Он сел, сжал виски ладонями и вдруг заплакал.
— И в бурях, и в житейском горе, — повторял Глеб, шагая в гостиницу, — в чужом краю... Стоп! Ведь это же про нас, про нас с вами. В чужом краю, в пустынном море... Под какой волной проходит сейчас твоя субмарина, Алик Ракитин? — И потом шептал: — Не забывайте нашу школу, помогайте друг другу, любите... — И что-то уж совсем неожиданное говорил, не узнавая себя и удивляясь: — Живите, не уходите, не умирайте...
1975
ГНЕЗДО РЕМЕЗА
I
Ах, какие дни, какие травы стояли в то лето! Каким высоким было небо, каким густым и пахучим настой разморенных зноем трав! Сколько солнца и света, сколько красок и запахов увидел и перечувствовал я! Никто не учил меня распознавать травы, все получалось само собой в те долгие, бесконечные дни, среди деревенских жителей. Я легко различал на пестром лугу не только пурпурные сполохи кипрея и молочные разливы донника, но и мелкие цветы луговой овсянницы, желтовато-белые метелки лабазника, пушистые зонтики дягиля, винно-красные головки кровохлебки. Ослепший от лугового разноцветья, я озирался в радостной растерянности, не узнавая мира вокруг. Да и что было узнавать! Семнадцать лет я прожил на окраине большого города, в поселке литейщиков, где хилые стебельки редкой травы уже в мае были подернуты сероватым налетом. Ни полян, ни лужаек в поселке не было. Мяч мы гоняли на пустыре, засыпанном черным шлаком.

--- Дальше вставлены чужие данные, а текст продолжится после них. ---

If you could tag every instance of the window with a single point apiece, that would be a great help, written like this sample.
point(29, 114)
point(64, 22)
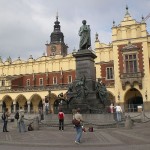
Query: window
point(3, 82)
point(69, 79)
point(109, 73)
point(28, 82)
point(41, 81)
point(54, 80)
point(131, 63)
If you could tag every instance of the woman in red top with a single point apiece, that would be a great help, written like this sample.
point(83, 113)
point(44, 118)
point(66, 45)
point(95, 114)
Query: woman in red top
point(61, 120)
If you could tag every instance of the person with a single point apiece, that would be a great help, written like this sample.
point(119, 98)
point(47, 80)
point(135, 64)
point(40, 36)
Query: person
point(84, 33)
point(41, 115)
point(21, 123)
point(118, 112)
point(78, 128)
point(61, 116)
point(6, 114)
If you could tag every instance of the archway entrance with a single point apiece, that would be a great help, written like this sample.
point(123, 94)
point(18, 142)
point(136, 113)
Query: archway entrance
point(133, 101)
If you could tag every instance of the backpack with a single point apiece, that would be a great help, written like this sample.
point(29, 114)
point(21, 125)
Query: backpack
point(61, 115)
point(3, 116)
point(17, 115)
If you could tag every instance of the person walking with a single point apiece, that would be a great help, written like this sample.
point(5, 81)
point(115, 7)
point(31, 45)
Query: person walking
point(21, 123)
point(85, 37)
point(78, 128)
point(61, 117)
point(6, 114)
point(118, 112)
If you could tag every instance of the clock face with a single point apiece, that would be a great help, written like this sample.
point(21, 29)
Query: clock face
point(53, 48)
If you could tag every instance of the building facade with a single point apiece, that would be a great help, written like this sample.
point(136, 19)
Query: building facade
point(123, 65)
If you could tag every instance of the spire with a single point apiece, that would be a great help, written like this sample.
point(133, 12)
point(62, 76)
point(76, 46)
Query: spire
point(96, 37)
point(57, 26)
point(57, 16)
point(113, 23)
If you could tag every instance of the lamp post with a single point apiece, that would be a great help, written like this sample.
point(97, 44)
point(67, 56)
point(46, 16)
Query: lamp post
point(146, 95)
point(49, 93)
point(118, 96)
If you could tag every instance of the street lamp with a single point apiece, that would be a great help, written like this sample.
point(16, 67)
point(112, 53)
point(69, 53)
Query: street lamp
point(119, 96)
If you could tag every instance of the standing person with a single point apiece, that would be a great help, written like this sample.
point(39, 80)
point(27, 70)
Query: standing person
point(84, 33)
point(6, 114)
point(21, 123)
point(78, 128)
point(111, 108)
point(61, 117)
point(118, 112)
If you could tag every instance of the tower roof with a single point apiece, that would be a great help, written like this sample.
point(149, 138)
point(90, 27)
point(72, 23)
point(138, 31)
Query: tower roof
point(57, 35)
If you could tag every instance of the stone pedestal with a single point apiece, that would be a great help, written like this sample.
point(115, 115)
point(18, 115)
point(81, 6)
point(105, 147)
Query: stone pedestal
point(85, 66)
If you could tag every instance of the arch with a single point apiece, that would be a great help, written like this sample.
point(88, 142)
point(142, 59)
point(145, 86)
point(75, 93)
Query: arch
point(35, 101)
point(119, 34)
point(138, 32)
point(21, 101)
point(111, 97)
point(133, 99)
point(128, 31)
point(51, 100)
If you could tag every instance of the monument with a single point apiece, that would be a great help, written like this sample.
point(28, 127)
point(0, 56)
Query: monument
point(85, 92)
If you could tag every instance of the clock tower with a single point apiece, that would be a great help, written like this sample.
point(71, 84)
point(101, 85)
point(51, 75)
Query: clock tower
point(56, 45)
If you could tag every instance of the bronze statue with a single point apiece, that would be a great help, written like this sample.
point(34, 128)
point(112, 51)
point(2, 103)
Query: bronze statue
point(85, 38)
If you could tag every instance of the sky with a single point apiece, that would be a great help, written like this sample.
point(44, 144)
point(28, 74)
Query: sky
point(26, 25)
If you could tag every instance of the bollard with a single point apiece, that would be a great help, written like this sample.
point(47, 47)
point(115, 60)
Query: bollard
point(142, 116)
point(36, 123)
point(128, 122)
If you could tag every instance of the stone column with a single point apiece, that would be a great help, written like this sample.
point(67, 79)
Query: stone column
point(14, 106)
point(44, 105)
point(28, 102)
point(1, 104)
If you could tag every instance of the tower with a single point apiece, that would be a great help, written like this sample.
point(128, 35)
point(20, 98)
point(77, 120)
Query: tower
point(56, 45)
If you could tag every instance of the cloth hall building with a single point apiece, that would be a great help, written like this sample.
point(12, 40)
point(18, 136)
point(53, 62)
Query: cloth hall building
point(123, 65)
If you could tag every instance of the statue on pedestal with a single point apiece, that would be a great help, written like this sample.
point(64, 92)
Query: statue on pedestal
point(85, 38)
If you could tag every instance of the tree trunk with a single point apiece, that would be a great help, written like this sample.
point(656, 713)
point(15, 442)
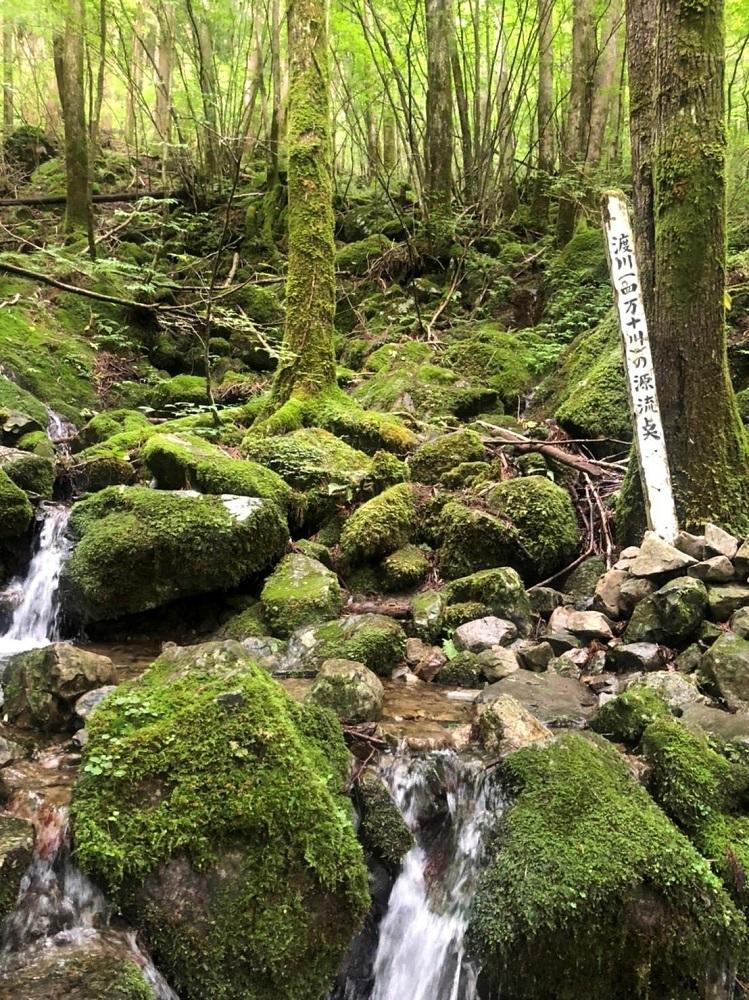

А тут — теплые зеленые косогоры, с которых тянуло медом, прогретые солнцем поляны с кустиками земляники. Я падал лицом в траву, надо мной в вышине заливались жаворонки, где-то над ухом басовой струной гудел шмель, звенели кузнечики. Я срывал травинку, перетирал ее зубами, переворачивался на спину и слушал, как течет в горло крепкий духовитый сок.
И воздух, напоенный разнообразными запахами — меда, полыни, конопли; то луговая свежесть, то сушь, от которой запекались губы, то прохладное дыхание ночного леса, редкие и неожиданные порывы ветра, словно взмахи крыла большой птицы.
И облака, облака, их тени на взгорьях...
Шла война. Нас, курсантов-летчиков (классное отделение), послали заготовлять дрова на зиму.
Полуторка остановилась возле конторы. По команде отделенного мы высыпали из кузова, и машина ушла.
— А как же дрова?
— После вывезем, — сказал отделенный. — Поживем здесь недельку.
Так мы оказались в глухой деревушке среди лесов: широкая улица, поросшая конотопкой и не знавшая колес, три десятка изб в два порядка. Старых изб из крепких, выбеленных солнцем и дождями бревен. Я прикасался ладонью к срубу и блаженно жмурился: дерево источало сухое тепло.
Поначалу мы ругались, кляли начальство. В конце концов, на дрова можно было послать кого-нибудь из молодых: через пару месяцев нас должны были выпустить. Мы летали, хлебнули неба и уже видели себя летчиками-штурмовиками.
Очень скоро, однако, наш гонор прошел и мы снова стали теми, кем были, — мальчишками. После полутемной казармы с рядами двухъярусных коек, после запахов портянок и шинельного сукна — свет, тепло, знойный шелковистый ветер, колодезная вода, от которой ломило зубы... И радость, хмель, ощущение здоровья, молодости, сил. Мы носились по траве босиком, дурачились, пели, орали.
— Ну чисто телята на первом выпасе! — говорил бригадир.
Это был узкогрудый мужик в ветхом полосатом пиджаке и застиранной рубахе, застегнутой на все пуговицы.
Появлялся в деревне председатель колхоза — сержант-артиллерист, потерявший руку на Западной Двине. Был еще мальчишка-тракторист в мазуте до белесых бровей. Он целыми днями возился со стареньким трактором, но никак не мог его запустить. «Не заводится железо, едри его в корень!» — говорил он.
Это были единственные мужики в деревне, если не считать запечных стариков, которые изредка вылезали погреться на солнышке. Когда мы строем, с пилами и топорами, возвращались из леса, старики поднимались со своих скамеек и кланялись.